Les dirigeants chinois ne s'attendaient sans doute pas à ce qu'en Europe et aux États-Unis, leur gestion de l'épidémie de coronavirus soit autant critiquée. D'abord, en Chine, les attaques contre l'autorité gouvernementale ne sont pas courantes. Les sanctions sont immédiates contre quiconque se risque publiquement à en émettre. Ensuite, le pouvoir chinois a pu estimer avoir convenablement géré l'épidémie. La discipline et le confinement généralisé strictement imposés dans la population chinoise ont manifestement obtenu des résultats positifs.

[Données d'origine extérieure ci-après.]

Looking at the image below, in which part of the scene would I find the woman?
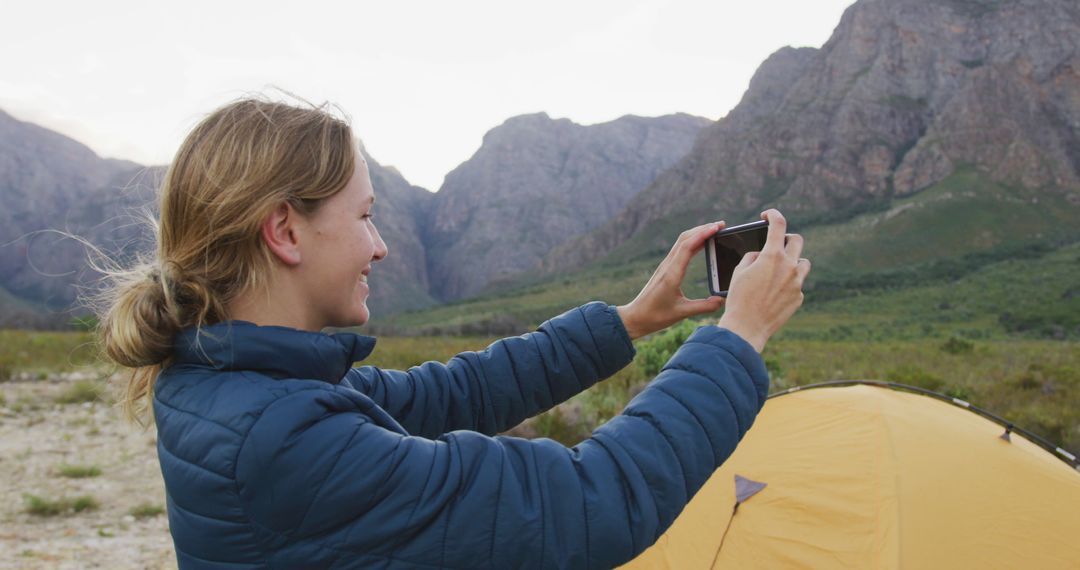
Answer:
[100,100,810,569]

Dès lors, il y a des mises en cause de son action contre le Covid-19 que le pouvoir chinois refuse d'admettre. En particulier, il ne reconnaît pas que l'alerte, donnée en janvier, avait sans doute plus d'un mois de retard sur l'apparition de la maladie à Wuhan. Par ailleurs, le nombre de décès provoqués par l'épidémie en Chine –4.633 selon les autorités–, est peu crédible aux yeux de nombreux scientifiques internationaux.
Des signes d'évolution
Sur un autre sujet, l'origine du SARS-CoV-2, la Chine est peut-être en train d'évoluer. En réponse à une demande formulée par les États-Unis et l'Australie, elle a en premier lieu refusé toute enquête internationale sur l'apparition du coronavirus sur son territoire. En mars, des voix officielles à Pékin ont, d'ailleurs, émis l'hypothèse que le coronavirus aurait pu être amené en Chine par des Américain·es participant aux compétitions sportives des jeux mondiaux militaires qui se sont déroulés en octobre à Wuhan. Cette thèse, reprise dans la presse en Chine, semble être désormais largement admise comme très probable par la population du pays.

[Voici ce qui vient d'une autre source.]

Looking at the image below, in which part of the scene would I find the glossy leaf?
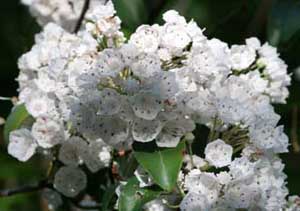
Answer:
[4,104,30,141]
[134,142,185,191]
[118,177,161,211]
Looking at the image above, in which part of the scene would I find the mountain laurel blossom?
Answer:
[3,0,300,211]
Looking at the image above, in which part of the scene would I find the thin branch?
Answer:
[69,200,102,210]
[0,180,50,198]
[73,0,90,33]
[291,105,300,153]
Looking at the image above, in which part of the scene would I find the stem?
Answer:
[186,141,195,168]
[73,0,90,33]
[208,117,218,142]
[70,200,102,210]
[291,105,300,153]
[0,180,50,198]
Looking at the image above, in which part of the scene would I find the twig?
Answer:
[291,105,300,153]
[70,200,102,210]
[0,180,50,198]
[73,0,90,33]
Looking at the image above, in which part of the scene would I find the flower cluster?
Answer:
[8,1,300,211]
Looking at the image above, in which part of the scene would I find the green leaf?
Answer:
[113,0,148,32]
[4,104,30,141]
[134,142,185,191]
[267,0,300,46]
[118,177,161,211]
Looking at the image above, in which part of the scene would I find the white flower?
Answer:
[231,45,256,70]
[8,129,37,162]
[205,139,233,168]
[31,118,65,148]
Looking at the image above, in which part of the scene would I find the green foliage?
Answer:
[4,104,29,141]
[134,142,185,191]
[119,177,161,211]
[113,0,148,32]
[268,0,300,45]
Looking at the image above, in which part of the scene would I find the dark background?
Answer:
[0,0,300,211]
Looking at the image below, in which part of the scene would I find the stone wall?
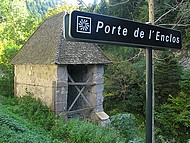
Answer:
[14,65,57,109]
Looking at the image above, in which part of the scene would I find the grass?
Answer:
[0,96,126,143]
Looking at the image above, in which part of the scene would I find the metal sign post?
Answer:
[146,48,153,143]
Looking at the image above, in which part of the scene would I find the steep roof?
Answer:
[10,12,110,64]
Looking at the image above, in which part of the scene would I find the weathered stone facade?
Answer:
[14,65,57,107]
[11,13,110,121]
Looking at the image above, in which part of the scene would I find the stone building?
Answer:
[10,13,110,120]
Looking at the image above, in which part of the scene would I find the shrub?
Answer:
[111,113,142,141]
[64,119,125,143]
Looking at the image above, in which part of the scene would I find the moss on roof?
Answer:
[10,12,110,64]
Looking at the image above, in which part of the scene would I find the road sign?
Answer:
[65,11,182,49]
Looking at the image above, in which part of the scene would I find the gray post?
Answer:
[146,0,155,143]
[146,48,153,143]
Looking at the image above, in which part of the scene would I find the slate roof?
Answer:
[10,12,110,64]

Cependant, le 8 mai, Hua Chunying, une des porte-parole du ministère chinois des Affaires étrangères, a déclaré que la Chine était favorable «après la fin de l'épidémie» à ce que soit créé une commission sous l'égide de l'Organisation mondiale de la santé (OMS) afin d'évaluer la réponse mondiale au Covid-19.

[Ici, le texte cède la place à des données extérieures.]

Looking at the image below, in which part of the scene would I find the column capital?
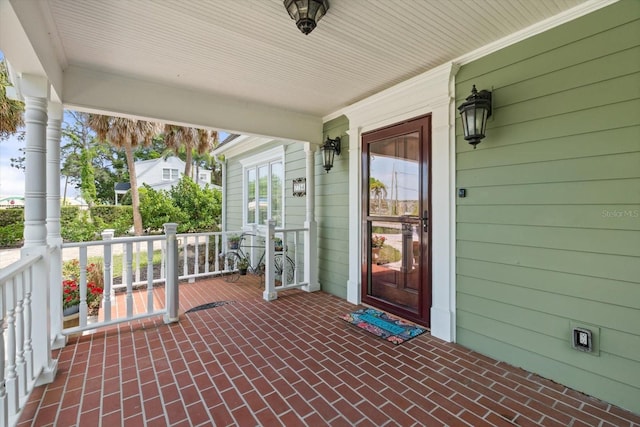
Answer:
[18,74,50,99]
[47,101,63,120]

Du point de vue de Pékin, il s'agirait d'évaluer l'attitude de l'ensemble des pays du monde face à la pandémie et non, bien sûr, de la seule Chine. Il n'est évidemment pas neutre de proposer que cette vaste évaluation se fasse dans le cadre de l'OMS, Donald Trump ayant annoncé en avril que les États-Unis suspendaient leur contribution à cette organisation qu'il considère trop proche de la Chine.
Pékin marque des limites au triomphalisme, reconnaissant même que Li Wenliang était un «héros».
Pour l'instant, ce qui importe à la propagande officielle chinoise, c'est d'affirmer que la lutte contre le Covid-19 a été convenablement menée et que les effets du virus ont été stoppés. Ces préoccupations sont apparues très officiellement dans un symposium organisé à Pékin le 8 mai par le Comité central du Parti communiste en présence du «camarade Xi Jinping».
L'agence Chine nouvelle a rendu compte de cette réunion en des termes directement issus d'un vocabulaire marxisant: «Les participants ont noté que des réalisations stratégiques majeures avaient été obtenues dans la lutte contre le Covid-19 sous la forte direction du Comité central du PCC avec, comme noyau dirigeant, le camarade Xi Jinping. La Chine a maîtrisé l'épidémie sur son sol et la tendance à la hausse des cas importés de Covid-19 a diminué, alors que l'ordre du travail et de la vie a repris à un rythme plus rapide, ont-ils indiqué. Cela a pleinement démontré l'avantage politique du système socialiste chinois et a montré que la Chine était un grand pays responsable.» Ce langage de victoire repris par le journal de la CCTV (la télévision nationale chinoise) n'empêche pas les autorités sanitaires d'ajouter qu'il convient de surveiller de près une réapparition possible de l'épidémie en Chine.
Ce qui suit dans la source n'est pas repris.